The History of Massage Therapy
Throughout time, massage therapy has been used for the same purpose: to relieve pain and promote relaxation. It has long been recognized all over the world as a beneficial healing practice. Though massage therapy was once considered an expendable luxury, it has reemerged as a vital way to improve health and wellness.
Origins of massage
Massage therapy is thought to have originated around 3000 BC. Various forms of massage were present in many ancient cultures, including India, China, and Egypt. Some of these early forms of massage therapy were used for relaxation, but many were for healing.
In China, massage was used to help spread the body’s healing energies. This form of massage was brought to Japan, where it evolved into what we know today as Shiatsu massage.
By 700 BC, warriors and athletes in ancient Greece began to use massage therapy to improve performance in battles and sporting events—the first instance of sports massage therapy.
Massage—unfashionable for a while,
but now extremely popular
Though massage therapy was very popular in Eastern cultures, it did not become known in the Western world until the 17th century. Western cultures, including America and much of Europe, emphasized extreme modesty; it was seen as highly inappropriate to be touched by or to touch a stranger. Eventually, doctors in America and Europe began using massage therapy to help heal their patients, and it was soon accepted as a beneficial practice.
The modern practice of Swedish massage was developed by Swedish physician Per Henrik Ling in the early 1800s.
Wounded soldiers returning from World War I were treated with massage therapy to help them cope with nerve injury and emotional trauma.
Still, massage wasn’t accepted by mainstream culture until later in the 20th century. It often held the stigma of being reserved for the rich, or, even worse, of being associated with the sex industry (which, of course, is not true).

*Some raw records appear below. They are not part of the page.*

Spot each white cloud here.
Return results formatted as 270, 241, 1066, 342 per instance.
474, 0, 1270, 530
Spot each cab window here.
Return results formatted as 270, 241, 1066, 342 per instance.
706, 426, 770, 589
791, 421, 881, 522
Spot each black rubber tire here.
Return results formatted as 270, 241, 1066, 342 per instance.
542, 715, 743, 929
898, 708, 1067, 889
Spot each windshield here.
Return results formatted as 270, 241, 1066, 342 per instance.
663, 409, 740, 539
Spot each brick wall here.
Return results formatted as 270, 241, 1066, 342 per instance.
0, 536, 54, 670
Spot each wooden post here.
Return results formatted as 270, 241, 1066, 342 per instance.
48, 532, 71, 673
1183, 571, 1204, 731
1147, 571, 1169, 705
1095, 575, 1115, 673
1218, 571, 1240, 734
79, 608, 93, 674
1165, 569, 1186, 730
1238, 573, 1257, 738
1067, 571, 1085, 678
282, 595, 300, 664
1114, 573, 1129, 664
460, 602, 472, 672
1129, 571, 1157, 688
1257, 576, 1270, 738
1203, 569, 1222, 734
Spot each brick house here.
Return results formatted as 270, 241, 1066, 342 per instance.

The social upheaval and recurrent interest in natural healing during the 1960s helped bring massage therapy to the attention of the general population. Throughout the latter half of the 20th century, the popularity of massage therapy continued to grow, and many state governments started regulating the practice. Licensing and educational standards followed, which helped to make massage therapy a respected, credible form of natural healing.
Today, therapists are widely available to help people with all sorts of problems, treating everything from physical injury to stress.